Giter Site home page Giter Site logo

rudderlabs / dbt-sessionization Goto Github PK

View Code? Open in Web Editor NEW
18.0 3.0 7.0 20 KB

Using DBT for Creating Session Abstractions on RudderStack - an open-source, warehouse-first customer data pipeline and Segment alternative.

Home Page: https://rudderstack.com/

License: MIT License

dbt rudderstack sessionization

dbt-sessionization's Introduction

Sessionization using DBT and RudderStack

This repository contains a sample DBT project for RudderStack. It can be applied on the RudderStack data residing in BigQuery. This DBT project creates "session" abstractions on top of RudderStack's track event data. The materialized DBT tables and views are used for the same.

Overview

This project builds on top data from the tracks table which is created by default in all the RudderStack warehouse destinations.
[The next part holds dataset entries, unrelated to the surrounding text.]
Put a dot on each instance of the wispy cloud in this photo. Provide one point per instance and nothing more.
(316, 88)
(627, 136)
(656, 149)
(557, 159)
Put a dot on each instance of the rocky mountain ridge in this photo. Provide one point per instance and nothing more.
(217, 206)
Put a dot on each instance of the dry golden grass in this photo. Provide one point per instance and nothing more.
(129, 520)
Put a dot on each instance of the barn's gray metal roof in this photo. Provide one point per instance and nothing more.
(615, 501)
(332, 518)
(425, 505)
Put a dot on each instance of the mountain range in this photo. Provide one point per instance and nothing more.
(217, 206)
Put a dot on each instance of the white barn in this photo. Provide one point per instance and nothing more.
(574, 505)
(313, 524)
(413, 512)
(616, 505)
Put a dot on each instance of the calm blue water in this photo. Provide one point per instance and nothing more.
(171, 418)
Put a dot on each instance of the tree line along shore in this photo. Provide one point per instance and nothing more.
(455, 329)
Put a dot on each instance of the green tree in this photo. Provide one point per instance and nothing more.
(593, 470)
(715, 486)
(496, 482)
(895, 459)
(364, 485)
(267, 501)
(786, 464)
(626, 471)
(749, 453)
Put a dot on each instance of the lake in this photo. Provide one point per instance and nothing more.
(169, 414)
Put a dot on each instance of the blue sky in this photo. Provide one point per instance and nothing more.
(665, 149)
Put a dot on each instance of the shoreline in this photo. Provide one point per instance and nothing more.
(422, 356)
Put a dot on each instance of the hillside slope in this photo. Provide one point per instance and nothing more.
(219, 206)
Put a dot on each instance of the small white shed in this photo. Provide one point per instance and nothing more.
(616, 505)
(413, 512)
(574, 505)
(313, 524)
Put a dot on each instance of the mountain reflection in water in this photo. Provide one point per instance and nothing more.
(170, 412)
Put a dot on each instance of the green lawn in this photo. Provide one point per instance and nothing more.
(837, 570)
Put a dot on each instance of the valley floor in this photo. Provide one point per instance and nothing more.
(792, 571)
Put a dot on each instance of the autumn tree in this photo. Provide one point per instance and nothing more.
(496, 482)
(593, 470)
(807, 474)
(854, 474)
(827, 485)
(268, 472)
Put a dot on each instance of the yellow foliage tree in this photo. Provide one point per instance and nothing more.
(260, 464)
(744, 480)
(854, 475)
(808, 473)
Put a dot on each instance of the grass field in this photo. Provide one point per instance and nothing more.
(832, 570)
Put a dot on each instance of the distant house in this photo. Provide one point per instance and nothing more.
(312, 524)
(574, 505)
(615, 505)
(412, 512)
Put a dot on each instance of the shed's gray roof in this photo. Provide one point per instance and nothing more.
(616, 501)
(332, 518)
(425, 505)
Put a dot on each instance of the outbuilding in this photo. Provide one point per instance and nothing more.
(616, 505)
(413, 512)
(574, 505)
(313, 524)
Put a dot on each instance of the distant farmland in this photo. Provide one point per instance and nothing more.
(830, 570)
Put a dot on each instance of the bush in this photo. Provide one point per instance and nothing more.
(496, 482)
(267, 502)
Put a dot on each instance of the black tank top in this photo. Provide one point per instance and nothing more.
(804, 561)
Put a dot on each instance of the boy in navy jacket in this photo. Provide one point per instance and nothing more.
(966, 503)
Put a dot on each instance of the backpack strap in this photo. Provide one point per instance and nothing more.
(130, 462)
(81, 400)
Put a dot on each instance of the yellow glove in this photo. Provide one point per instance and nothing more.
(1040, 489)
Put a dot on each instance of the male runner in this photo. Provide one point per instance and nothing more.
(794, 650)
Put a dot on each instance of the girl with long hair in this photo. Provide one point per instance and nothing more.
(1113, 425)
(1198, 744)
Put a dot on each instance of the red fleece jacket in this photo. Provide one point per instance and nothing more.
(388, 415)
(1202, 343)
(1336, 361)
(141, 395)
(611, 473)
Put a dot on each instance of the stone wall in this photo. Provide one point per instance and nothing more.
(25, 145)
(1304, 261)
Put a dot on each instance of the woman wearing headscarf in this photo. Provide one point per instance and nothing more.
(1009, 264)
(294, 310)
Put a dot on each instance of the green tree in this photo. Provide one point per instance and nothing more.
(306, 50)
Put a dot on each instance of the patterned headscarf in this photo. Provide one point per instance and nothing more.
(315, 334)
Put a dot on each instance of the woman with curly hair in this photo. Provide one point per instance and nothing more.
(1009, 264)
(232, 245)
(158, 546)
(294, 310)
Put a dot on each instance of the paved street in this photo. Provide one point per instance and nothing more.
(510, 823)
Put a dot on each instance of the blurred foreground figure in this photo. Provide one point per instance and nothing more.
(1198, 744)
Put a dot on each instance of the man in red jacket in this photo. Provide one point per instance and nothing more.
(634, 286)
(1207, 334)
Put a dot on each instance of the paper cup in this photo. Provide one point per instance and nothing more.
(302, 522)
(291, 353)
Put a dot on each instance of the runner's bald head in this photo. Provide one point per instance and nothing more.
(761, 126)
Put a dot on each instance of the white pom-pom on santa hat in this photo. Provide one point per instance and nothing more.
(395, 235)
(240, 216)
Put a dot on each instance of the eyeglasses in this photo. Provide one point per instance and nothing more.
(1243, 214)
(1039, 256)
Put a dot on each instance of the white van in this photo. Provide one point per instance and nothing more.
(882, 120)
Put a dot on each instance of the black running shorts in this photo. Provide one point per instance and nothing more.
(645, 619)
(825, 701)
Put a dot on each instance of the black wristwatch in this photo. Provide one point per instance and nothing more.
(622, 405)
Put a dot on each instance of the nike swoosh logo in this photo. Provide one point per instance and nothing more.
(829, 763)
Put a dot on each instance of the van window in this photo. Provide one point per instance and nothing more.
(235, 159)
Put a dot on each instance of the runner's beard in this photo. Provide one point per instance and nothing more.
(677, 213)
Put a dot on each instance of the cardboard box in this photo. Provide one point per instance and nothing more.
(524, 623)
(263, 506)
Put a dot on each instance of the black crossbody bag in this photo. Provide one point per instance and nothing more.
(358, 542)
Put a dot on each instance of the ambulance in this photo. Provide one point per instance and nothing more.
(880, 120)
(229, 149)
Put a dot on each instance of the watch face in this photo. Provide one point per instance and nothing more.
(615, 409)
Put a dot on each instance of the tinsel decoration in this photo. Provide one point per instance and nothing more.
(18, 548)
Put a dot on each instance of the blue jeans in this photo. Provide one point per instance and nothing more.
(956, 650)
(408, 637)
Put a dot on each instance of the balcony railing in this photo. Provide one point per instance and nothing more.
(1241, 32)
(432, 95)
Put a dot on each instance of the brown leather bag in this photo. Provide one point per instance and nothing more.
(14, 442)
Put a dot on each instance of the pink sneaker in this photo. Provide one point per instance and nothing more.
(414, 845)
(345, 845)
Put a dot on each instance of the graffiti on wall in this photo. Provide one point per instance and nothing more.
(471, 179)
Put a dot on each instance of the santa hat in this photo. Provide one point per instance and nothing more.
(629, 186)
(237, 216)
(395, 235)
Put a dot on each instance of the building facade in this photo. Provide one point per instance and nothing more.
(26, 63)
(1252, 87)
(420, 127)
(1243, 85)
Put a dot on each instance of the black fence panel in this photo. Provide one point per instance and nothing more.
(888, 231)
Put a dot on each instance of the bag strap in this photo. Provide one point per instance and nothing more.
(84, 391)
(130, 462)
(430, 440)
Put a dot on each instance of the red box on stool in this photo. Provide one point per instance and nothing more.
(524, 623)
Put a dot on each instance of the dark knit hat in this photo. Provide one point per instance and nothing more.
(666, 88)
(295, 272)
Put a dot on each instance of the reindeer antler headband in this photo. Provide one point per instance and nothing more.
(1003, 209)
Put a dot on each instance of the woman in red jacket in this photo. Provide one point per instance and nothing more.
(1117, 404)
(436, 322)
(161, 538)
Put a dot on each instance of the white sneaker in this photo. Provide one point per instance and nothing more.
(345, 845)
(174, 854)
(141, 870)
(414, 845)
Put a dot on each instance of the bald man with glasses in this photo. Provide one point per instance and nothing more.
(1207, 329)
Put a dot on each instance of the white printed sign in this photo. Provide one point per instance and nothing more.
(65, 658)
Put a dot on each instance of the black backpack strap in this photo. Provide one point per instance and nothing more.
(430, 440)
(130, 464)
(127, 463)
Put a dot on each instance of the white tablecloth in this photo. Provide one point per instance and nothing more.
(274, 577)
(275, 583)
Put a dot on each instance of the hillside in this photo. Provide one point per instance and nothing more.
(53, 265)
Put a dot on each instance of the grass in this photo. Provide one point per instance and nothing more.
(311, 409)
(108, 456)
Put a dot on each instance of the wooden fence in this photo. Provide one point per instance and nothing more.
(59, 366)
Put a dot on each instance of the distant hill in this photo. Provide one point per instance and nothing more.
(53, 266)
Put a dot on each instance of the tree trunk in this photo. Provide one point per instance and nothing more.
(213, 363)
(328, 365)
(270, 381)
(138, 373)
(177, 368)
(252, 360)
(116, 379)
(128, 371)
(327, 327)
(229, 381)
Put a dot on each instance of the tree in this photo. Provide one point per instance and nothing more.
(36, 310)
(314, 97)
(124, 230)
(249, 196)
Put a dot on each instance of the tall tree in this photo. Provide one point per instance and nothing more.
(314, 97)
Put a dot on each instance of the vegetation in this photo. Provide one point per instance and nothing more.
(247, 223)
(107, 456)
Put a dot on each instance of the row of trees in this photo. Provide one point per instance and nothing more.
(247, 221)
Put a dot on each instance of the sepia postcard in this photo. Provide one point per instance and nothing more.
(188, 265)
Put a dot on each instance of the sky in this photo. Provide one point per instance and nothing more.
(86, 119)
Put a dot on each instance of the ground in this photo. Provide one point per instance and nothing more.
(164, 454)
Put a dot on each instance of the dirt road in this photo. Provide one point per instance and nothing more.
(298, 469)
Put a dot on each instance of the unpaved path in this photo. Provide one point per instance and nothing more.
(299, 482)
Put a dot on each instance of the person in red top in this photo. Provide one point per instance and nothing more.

Developers having access to a RudderStack BigQuery destination can start using this code by simply changing the dataset and schema names in the following files:

  • models/rudder/dbt_aliases_mapping.sql
  • models/rudder/dbt_mapped_tracks.sql

For example, a statement like ... from big-query-integration-poc.RudderAutoTrack.tracks will need to be changed to ... from MyBigQueryDataSet.MyRudderSchema.tracks

How to Use This Repository

This project was created on DBT Cloud (https://cloud.getdbt.com). Hence there is no profiles.yml file with the connection information. Developers who want to execute the models on the Command Line Interface (CLI) mode will need to create additional configuration files by following the directions provided here

Note: While this code has been tested for Google BigQuery, it should also be usable for other RudderStack-supported data warehouses like Amazon Redshift and Snowflake. The only differences that might arise are with regards to functions related to timestamp handling and analytics. Even then, we believe the code should be usable by just replacing the BigQuery functions with their counterparts from Redshift or Snowflake as required.

Sequence of Commands

The sequence in which the DBT models should be executed for a fresh run is as follows:

  • dbt_aliases_mapping

This model/table has two attributes/columns - alias and dbt_visitor_id. This table captures the linkages between one or more anonymous_id values (alias) and a user_id (dbt_visitor_id).

  • dbt_mapped_tracks

This table has columns - event_id, anonymous_id, dbt_visitor_id, timestamp, event, idle_time_minutes. event represents the actual event name. timestamp corresponds to the instant when the event was actually generated. idle_time_minutes captures the time gap between the event and the immediate preceeding one.

  • dbt_session_tracks

This table contains columns - session_id, dbt_visitor_id, session_start_at, session_sequence_number, next_session_start_at.

The data in the dbt_mapped_tracks table is partitioned first by dbt_visitor_id. It is then partitioned farther into groups of events where within one group the time-gap i.e. idle_time_minutes is not more than 30. In other words - if idle_time_minutesfor an event is more than 30, a new group is created.

These groups of sequential events are essentially the sessions.The value of 30 can be modified in the model definition. The session_sequence_number represent the order of the session for a particular user. The session_id is of the form session_sequence_number - dbt_visitor_id.

  • dbt_track_facts

This table has columns - anonymous_id, timestamp, event_id, event, session_id, dbt_visitor_id, track_sequence_number.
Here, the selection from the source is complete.